Front Islamique du Salut

Uit Wikipedia, de vrije encyclopedie

Het Front Islamique du Salut (FIS) of Islamitisch Reddingsfront (Arabisch: الجبهة الإسلامية للإنقاذ, al-Jabhah al-Islāmiyah lil-Inqādh) is een verboden fundamentalistische, islamistische politieke partij en maatschappelijke beweging uit Algerije. Het FIS werd op 18 februari 1989 opgericht door sjeich Abassai Madani en de Ali Belhadj toen in Algerije een seculier bewind aan de macht was, geleid door het Front de Liberation Nationale (FLN). Deze partij had in 1954 de opstand tegen Frankrijk geleid en was sindsdien aan de macht. Het FLN ging ervan uit dat er een scheiding hoort te bestaan tussen de religieus-eschatologische en ethisch-juridische aspecten van de samenleving. Ze had niet de gehoopte vooruitgang en welvaart gebracht, die zij in de jaren 1950 beloofd had. Deze twee zaken leidden, net als in enkele andere Arabische landen, tot een opleving van islamitische partijen, zoals het FIS.

Het FIS is niet alleen een politieke partij maar is ook een brede maatschappelijke beweging. Zij verschilt daarin niet veel van andere bewegingen zoals de Egyptische Moslimbroederschap.

In haar politiek actieve periode zocht het FIS banden aan te halen met de (toen nog) Europese Gemeenschap en probeerde westerse investeerders binnen te halen.

Gemeenteraadsverkiezingen van 1989[bewerken | brontekst bewerken]

Bij de eerste vrije gemeenteraadsverkiezingen in 1989 behaalde het FIS een grote overwinning. Het merendeel van de bevolking voelde zich vertegenwoordigd door het FIS.

Parlementsverkiezingen van 1991[bewerken | brontekst bewerken]

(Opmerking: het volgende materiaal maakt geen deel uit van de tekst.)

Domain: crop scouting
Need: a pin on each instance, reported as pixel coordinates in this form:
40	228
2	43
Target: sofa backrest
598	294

Na ernstige ongeregeldheden in 1991 werden de FIS-leiders gevangengezet. Niettemin behaalde het FIS bij de eerste ronde van de parlementsverkiezingen in december 1991 opnieuw een overwinning. Dit werd negatief ontvangen in Algerije. Voor de tweede ronde plaatsvond, greep het leger in januari 1992 echter in, waarna het FIS verboden werd en president Bendjedid, die hervormingen had toegezegd, afgezet werd. Zijn plaatsvervanger werd Liamine Zéroual.

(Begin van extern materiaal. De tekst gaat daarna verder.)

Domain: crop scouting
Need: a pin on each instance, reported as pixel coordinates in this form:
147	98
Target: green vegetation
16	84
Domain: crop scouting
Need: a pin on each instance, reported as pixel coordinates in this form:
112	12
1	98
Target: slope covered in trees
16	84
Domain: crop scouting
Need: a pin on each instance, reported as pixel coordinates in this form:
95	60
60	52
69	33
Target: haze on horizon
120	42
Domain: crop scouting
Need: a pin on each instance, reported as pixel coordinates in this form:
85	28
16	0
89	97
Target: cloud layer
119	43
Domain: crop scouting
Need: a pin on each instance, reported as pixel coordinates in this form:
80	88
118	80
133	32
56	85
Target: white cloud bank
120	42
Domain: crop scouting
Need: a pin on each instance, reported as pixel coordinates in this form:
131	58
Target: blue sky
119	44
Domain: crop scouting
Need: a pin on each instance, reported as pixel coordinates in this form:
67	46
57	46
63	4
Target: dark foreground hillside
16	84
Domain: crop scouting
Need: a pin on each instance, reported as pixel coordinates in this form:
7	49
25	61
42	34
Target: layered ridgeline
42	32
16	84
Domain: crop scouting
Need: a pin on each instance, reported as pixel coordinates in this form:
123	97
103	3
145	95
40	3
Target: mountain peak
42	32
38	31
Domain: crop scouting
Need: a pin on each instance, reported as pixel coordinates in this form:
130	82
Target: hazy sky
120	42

De Franse regering gaf haar steun aan het nieuwe bewind van Zeroual en in veel westerse media[bron?] ging gejuich op omdat Algerije van het 'islamitische gevaar' gered was. Veel westerse media vonden dat ondanks de ondemocratische actie van het leger, Algerije er beter aan toe was zonder het FIS. De islamitische wereld reageerde verontwaardigd.

Groupe Islamique Armee (GIA)[bewerken | brontekst bewerken]

Een radicale afsplitsing van het FIS, de GIA (Gewapende Islamitische Groep, Groupe Islamique Armé) voert sindsdien gewelddadig verzet tegen de militaire machthebbers. De gewelddadigheden strekten zich echter ook uit naar de burgerbevolking. In eerste instantie werden vooral intellectuelen, kunstenaars en vrouwen slachtoffer van de terreurdaden. In 1997 en 1998 vonden er bijna dagelijks bloedige aanslagen plaats, vooral in de dorpen ten zuiden van Algiers, de zogenaamde `Driehoek des Doods’. Bij sommige van die massaslachtingen kwamen honderden mensen om het leven. Veelal werd het GIA als de schuldige genoemd, maar ook regeringstroepen zouden zich te buiten gaan aan geweld of in ieder geval de burgerbevolking onvoldoende bescherming bieden.

In 1997 werd onder andere Abassai Madani vrijgelaten en kondigde de AIS, de militaire tak van het FIS, eenzijdig een bestand af. Dit leidde tot militaire confrontaties tussen AIS en GIA. Ondertussen probeerden internationale organisaties, zoals de VN en het Europees Parlement, onderzoeken naar het geweld in te stellen, hetgeen de Algerijnse regering nadrukkelijk afwees als een inmenging in interne aangelegenheden.